Fasudil inhibits vascular endothelial growth factor-induced angiogenesis in vitro and in vivo

Vascular endothelial growth factor (VEGF)-induced endothelial cell migration is an important component of tumor angiogenesis. Rho and Rho-associated kinase (ROCK) are key regulators of focal adhesion, stress fiber formation, and thus cell motility. Inhibitors of this pathway have been shown to inhibit endothelial cell motility and angiogenesis. In this study, we investigated the antiangiogenic effect of fasudil, one of the ROCK inhibitors. Fasudil inhibited VEGF-induced endothelial cell migration, viability, and tube formation in vitro in human umbilical vein endothelial cells.

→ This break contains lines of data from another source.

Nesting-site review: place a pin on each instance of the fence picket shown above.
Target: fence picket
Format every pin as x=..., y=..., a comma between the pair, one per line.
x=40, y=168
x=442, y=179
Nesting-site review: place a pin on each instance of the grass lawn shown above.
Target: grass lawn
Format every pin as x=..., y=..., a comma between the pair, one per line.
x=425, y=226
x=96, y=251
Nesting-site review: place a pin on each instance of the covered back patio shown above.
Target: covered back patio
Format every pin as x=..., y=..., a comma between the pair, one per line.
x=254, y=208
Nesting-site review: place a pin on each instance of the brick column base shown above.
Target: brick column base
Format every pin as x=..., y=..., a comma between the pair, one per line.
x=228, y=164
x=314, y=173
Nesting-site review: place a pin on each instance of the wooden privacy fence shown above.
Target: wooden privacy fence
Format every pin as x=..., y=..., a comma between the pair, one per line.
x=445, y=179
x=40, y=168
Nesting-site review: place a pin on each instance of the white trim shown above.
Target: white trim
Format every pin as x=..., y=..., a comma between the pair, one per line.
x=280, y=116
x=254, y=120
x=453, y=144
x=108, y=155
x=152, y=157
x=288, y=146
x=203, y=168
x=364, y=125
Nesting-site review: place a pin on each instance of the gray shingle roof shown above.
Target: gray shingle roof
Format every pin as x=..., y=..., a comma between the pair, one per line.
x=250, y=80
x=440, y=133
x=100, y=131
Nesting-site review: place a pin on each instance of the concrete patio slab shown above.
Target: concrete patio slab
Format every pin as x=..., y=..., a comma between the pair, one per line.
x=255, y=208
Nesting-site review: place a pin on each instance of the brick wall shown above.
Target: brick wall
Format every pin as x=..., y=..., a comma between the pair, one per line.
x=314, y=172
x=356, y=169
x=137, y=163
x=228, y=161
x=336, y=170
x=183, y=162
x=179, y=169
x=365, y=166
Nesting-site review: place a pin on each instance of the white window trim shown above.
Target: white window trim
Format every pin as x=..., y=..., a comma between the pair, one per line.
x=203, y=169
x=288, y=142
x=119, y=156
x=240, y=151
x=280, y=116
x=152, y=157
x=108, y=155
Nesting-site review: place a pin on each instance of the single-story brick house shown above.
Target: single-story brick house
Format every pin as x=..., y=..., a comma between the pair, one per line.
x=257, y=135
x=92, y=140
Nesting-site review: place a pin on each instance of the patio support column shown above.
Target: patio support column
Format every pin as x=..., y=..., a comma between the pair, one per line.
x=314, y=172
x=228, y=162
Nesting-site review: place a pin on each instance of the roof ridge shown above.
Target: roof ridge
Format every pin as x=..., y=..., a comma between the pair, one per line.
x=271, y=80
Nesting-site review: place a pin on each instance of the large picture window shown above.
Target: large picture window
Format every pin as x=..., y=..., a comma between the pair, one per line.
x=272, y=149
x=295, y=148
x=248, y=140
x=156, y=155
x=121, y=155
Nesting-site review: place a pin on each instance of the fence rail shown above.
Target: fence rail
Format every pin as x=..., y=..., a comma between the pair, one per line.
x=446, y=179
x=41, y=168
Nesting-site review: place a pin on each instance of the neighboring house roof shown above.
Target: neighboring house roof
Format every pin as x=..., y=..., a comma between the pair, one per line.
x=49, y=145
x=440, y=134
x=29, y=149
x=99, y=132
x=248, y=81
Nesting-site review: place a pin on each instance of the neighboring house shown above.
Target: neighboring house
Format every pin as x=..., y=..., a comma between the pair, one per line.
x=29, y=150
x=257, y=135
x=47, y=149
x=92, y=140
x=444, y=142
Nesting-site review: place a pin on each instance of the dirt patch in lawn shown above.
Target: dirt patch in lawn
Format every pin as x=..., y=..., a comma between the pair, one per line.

VEGF-induced endothelial cell migration was reduced by fasudil associated with loss of stress fiber formation, focal adhesion assembly, and with the suppression of tyrosine phosphorylation of focal adhesion proteins. Furthermore, fasudil inhibited VEGF-induced phosphorylation of myosin light chain, which is one of the main substrates of ROCK. Therefore, the effect of fasudil was suggested to be ROCK dependent. Fasudil not only inhibited VEGF-induced cell proliferation but also reversed the protective effect of VEGF on apoptosis, which resulted in the decrease of cell viability. Moreover, fasudil inhibited VEGF-induced angiogenesis in a directed in vivo angiogenesis assay. These data are the first demonstration that fasudil has antiangiogenic properties. Therefore, fasudil might be useful for the treatment of angiogenesis-related diseases, especially cancer.